Publié le par Eric Bertrand

Comment peut-on être à la fois un lecteur de romans d’amour et un grand connaisseur de la jungle amazonienne ? L’auteur de ce roman a passé de nombreuses années en compagnie des Indiens chuars qui vivent dans la forêt en marge de la civilisation et qui en connaissent tous les secrets pour survivre et s’y épanouir, loin des nuisances de l’homme blanc.

Au début de l’histoire, un chasseur blanc est ramené mort au village, le corps mutilé par de nombreuses blessures et « puant la pisse de chat ». Le maire, qui tient un discours de colonialiste accuse immédiatement « les sauvages » de la forêt ; mais « le vieux », Antonio José Bolivar, interprète tout de suite le sens du drame et réoriente les recherches du côté du jaguar que les chasseurs ont forcément provoqué en tuant ses petits.

L’expédition qui est alors menée en compagnie du vieux, donne au lecteur l’accès à une aventure initiatique, à la fois philosophique et écologique dans les profondeurs de la jungle où jouent avec les ténèbres les ouistitis, les serpents crotales, les bêtes fauves, les moustiques envenimés et les silures perroquets dont la force est aveugle et brutale.

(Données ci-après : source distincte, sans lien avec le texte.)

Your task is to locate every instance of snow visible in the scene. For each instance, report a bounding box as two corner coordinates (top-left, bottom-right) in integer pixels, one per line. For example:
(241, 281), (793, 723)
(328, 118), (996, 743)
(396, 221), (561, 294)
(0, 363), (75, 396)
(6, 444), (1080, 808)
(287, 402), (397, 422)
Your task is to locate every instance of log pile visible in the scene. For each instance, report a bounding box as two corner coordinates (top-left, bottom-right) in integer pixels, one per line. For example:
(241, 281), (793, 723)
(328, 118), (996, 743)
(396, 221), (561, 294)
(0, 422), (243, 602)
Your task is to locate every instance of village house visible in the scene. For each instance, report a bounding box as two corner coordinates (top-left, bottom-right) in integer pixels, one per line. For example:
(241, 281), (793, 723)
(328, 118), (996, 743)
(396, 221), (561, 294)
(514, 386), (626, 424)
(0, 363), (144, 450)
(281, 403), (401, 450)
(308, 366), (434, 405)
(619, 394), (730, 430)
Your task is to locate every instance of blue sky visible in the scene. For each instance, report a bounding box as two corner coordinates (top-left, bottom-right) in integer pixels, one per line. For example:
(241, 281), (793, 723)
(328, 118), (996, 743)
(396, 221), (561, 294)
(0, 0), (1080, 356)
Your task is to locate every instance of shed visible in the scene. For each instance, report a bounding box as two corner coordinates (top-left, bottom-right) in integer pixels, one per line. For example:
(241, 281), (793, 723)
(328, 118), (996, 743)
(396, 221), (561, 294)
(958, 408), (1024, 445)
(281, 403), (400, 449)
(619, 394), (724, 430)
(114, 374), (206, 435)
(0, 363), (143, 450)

Seule une connaissance approfondie du milieu et un respect authentique de la faune et de l’environnement peuvent protéger un homme qui n’a cessé de s’augmenter depuis sa jeunesse et qui possède « l’antidote contre le redoutable venin de la vieillesse » parce qu’il sait lire.

 

Dosette de lecture n°160 : Luis Sepulveda : « Le Vieux qui lisait des romans d’amour. » Les venins de la civilisation.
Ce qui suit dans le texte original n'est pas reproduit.